Still, I'm scared to grow more filesystems because of these errors though, so if anyone has any idea about debugging the GEOM warning, I'd love to hear it!


----------



## wblock@ (Nov 7, 2013)

Probably not dangerous unless you store data at or near the end of the partition.  But why risk it?  Create a new disk, set it up as shown in Disk Setup On FreeBSD, then copy data over as shown in Backup Options For FreeBSD.


----------



## semafoor (Nov 7, 2013)

wblock@ said:
			
		

> Probably not dangerous unless you store data at or near the end of the partition.  But why risk it?  Create a new disk, set it up as shown in Disk Setup On FreeBSD, then copy data over as shown in Backup Options For FreeBSD.


Hey, thanks for replying 

Well, the reason I'd hate do a dump/restore, is that it takes so much downtime. Generally, the boxes most likely to need a 'growfs' are those that are used heavily...
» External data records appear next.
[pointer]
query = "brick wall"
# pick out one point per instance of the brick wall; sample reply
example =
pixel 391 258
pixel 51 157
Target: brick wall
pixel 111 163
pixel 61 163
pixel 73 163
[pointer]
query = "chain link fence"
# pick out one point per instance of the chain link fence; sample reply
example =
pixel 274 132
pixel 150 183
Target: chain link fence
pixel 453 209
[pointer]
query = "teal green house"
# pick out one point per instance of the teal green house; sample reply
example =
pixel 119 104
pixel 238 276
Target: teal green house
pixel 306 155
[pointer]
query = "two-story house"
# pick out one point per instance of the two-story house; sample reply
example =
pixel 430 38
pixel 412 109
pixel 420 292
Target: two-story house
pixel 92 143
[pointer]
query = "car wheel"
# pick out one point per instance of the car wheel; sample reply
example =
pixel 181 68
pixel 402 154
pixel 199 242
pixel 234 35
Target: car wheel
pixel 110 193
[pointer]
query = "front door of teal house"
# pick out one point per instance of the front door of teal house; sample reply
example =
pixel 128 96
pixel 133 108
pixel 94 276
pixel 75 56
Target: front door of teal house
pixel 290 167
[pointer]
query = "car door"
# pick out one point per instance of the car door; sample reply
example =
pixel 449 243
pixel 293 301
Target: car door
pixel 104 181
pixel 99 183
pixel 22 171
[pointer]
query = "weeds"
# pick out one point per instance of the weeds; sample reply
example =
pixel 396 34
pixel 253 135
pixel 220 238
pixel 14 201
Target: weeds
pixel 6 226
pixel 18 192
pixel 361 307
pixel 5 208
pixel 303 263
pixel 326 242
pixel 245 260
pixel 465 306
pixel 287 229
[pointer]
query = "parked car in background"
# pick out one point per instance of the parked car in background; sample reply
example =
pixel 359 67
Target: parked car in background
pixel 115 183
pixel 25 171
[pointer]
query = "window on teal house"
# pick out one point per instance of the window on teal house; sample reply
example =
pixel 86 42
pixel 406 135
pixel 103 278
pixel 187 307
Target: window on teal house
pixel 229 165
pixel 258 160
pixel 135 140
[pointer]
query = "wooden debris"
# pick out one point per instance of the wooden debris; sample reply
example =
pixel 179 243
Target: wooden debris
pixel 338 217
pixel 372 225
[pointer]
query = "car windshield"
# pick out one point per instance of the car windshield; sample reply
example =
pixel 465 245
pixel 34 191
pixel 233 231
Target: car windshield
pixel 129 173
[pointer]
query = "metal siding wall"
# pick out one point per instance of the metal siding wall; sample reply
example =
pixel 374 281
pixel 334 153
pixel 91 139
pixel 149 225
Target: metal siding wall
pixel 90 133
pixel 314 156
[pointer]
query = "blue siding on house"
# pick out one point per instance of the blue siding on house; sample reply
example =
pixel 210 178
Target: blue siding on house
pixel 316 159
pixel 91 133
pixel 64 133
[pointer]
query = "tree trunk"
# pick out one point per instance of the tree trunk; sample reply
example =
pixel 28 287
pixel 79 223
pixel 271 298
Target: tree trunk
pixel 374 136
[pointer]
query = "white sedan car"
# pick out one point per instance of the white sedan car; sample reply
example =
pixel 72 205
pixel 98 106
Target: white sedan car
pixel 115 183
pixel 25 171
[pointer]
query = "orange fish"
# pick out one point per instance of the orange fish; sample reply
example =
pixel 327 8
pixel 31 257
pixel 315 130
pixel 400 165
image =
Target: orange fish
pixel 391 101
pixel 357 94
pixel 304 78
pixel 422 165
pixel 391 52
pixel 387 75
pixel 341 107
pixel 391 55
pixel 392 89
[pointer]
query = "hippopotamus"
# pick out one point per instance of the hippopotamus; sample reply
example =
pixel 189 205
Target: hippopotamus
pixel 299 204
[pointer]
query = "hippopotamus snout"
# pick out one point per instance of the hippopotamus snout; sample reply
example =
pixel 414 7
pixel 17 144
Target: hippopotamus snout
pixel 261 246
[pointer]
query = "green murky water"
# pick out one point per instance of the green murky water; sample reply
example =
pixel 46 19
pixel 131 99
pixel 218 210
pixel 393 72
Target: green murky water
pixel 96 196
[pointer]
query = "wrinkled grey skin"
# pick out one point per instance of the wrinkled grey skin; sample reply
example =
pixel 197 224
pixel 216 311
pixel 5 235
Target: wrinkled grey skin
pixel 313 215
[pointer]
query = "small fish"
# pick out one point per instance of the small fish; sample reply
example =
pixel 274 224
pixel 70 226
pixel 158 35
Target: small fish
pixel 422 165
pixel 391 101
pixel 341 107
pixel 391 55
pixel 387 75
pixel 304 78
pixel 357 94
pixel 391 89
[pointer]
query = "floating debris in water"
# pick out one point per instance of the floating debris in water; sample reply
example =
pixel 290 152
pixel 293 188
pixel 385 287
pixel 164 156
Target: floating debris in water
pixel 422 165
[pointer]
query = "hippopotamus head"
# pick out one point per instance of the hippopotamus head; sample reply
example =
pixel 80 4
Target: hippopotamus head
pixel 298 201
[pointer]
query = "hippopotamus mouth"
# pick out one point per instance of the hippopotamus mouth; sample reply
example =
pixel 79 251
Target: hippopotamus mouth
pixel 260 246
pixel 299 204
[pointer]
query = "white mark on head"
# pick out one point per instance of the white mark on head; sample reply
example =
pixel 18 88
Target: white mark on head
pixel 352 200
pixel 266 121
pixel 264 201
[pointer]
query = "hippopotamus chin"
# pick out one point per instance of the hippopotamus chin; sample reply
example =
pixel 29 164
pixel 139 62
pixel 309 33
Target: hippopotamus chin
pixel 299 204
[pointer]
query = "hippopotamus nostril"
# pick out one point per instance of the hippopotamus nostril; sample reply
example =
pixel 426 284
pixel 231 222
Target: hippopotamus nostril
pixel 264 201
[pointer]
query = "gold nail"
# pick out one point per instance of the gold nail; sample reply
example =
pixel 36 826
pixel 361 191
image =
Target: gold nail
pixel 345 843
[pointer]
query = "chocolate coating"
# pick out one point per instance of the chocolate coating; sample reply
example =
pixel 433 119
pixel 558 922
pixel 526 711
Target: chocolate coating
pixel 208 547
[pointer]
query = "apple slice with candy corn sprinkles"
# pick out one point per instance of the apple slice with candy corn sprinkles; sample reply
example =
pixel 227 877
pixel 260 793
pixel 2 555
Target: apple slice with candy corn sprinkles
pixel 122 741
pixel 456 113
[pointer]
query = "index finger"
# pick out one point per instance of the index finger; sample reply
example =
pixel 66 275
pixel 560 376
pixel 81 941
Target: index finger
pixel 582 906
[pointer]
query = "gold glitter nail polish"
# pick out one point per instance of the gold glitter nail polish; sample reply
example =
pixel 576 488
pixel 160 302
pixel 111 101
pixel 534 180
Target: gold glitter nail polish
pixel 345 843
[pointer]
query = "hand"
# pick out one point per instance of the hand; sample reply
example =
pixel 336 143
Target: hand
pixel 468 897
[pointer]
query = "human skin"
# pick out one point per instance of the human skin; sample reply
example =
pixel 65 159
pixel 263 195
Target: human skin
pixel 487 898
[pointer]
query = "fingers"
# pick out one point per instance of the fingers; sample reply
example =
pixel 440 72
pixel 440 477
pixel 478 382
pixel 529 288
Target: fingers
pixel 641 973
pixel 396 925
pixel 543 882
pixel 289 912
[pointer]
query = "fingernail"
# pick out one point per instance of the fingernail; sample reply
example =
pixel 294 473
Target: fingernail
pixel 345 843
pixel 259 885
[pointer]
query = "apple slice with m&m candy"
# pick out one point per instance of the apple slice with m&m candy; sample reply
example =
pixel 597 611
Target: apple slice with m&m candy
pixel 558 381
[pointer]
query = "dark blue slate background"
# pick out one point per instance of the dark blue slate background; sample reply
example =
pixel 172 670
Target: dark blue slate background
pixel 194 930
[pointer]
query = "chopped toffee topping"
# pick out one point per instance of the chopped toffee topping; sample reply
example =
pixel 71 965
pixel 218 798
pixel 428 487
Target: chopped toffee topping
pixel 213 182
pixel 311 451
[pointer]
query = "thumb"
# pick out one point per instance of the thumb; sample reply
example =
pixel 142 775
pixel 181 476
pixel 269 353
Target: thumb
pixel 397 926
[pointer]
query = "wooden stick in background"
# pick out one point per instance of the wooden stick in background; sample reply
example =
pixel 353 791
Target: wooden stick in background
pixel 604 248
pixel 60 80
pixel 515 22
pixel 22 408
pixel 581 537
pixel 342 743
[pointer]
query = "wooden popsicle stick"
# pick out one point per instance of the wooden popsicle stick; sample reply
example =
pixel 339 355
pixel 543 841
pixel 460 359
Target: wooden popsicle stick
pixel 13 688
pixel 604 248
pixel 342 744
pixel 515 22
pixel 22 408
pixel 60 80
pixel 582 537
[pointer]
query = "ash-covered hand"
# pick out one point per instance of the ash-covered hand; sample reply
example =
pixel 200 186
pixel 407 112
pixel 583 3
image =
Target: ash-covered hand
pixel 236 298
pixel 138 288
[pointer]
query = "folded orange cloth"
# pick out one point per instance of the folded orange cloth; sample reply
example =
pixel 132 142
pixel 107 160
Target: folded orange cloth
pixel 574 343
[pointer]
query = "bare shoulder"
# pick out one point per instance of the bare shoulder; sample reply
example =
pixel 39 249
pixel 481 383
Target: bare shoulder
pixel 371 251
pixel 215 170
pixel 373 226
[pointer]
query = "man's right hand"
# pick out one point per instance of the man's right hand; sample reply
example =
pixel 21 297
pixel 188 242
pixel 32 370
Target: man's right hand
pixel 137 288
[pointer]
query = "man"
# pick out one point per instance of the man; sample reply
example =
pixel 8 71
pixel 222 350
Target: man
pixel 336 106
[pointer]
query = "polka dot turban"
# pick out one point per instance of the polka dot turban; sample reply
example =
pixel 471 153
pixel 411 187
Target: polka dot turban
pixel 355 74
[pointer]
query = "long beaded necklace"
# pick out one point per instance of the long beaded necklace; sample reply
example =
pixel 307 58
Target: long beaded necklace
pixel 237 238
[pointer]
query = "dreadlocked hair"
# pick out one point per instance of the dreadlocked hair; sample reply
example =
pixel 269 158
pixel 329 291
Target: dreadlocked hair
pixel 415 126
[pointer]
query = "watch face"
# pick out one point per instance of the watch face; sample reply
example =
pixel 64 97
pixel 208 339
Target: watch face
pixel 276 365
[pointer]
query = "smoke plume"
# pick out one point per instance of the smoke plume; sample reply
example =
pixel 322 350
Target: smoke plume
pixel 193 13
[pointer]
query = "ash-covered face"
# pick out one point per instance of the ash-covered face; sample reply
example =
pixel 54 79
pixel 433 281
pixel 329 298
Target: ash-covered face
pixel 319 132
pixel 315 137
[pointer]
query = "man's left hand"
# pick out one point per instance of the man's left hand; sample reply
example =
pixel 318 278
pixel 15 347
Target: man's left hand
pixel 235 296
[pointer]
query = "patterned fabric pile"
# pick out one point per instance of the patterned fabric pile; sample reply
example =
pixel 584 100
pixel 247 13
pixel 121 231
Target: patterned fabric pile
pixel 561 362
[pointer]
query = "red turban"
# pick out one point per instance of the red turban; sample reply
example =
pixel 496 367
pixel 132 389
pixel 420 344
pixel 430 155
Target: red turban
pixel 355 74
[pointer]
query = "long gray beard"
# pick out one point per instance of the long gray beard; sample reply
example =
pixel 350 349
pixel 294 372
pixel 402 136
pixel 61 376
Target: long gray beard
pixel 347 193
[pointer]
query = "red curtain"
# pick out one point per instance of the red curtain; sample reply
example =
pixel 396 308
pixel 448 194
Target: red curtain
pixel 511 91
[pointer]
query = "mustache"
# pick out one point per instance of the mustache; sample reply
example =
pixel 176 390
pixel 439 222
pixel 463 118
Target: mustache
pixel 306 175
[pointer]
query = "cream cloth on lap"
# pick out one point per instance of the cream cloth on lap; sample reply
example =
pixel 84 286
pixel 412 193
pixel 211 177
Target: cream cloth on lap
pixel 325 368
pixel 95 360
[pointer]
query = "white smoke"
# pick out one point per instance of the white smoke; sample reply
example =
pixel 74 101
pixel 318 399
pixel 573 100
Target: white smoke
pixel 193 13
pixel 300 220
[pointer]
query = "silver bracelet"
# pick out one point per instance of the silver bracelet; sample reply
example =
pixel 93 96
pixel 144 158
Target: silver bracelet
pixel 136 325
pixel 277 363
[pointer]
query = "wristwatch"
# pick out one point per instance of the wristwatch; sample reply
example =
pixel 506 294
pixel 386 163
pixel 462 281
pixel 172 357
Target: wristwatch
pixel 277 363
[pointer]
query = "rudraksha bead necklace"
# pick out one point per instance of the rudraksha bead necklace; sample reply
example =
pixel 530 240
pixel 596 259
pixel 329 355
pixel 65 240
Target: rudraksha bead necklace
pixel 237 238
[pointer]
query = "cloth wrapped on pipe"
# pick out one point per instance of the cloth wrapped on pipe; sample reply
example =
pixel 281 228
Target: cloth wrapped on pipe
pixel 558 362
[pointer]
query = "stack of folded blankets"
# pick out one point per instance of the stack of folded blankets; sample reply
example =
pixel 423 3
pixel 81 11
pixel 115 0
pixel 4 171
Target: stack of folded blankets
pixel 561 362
It's too bad that `gpart resize` seems still somewhat in the realm of cowboys though. I seem to have the incantation right, and also tried it using `fdisk`, but consistently paniced the kernel with that...


----------



## wblock@ (Nov 7, 2013)

It really should not need much downtime.  Add another disk (image), dump/restore to it (using snapshots while the system is running), shut down, swap drives and resync if needed, and reboot.


----------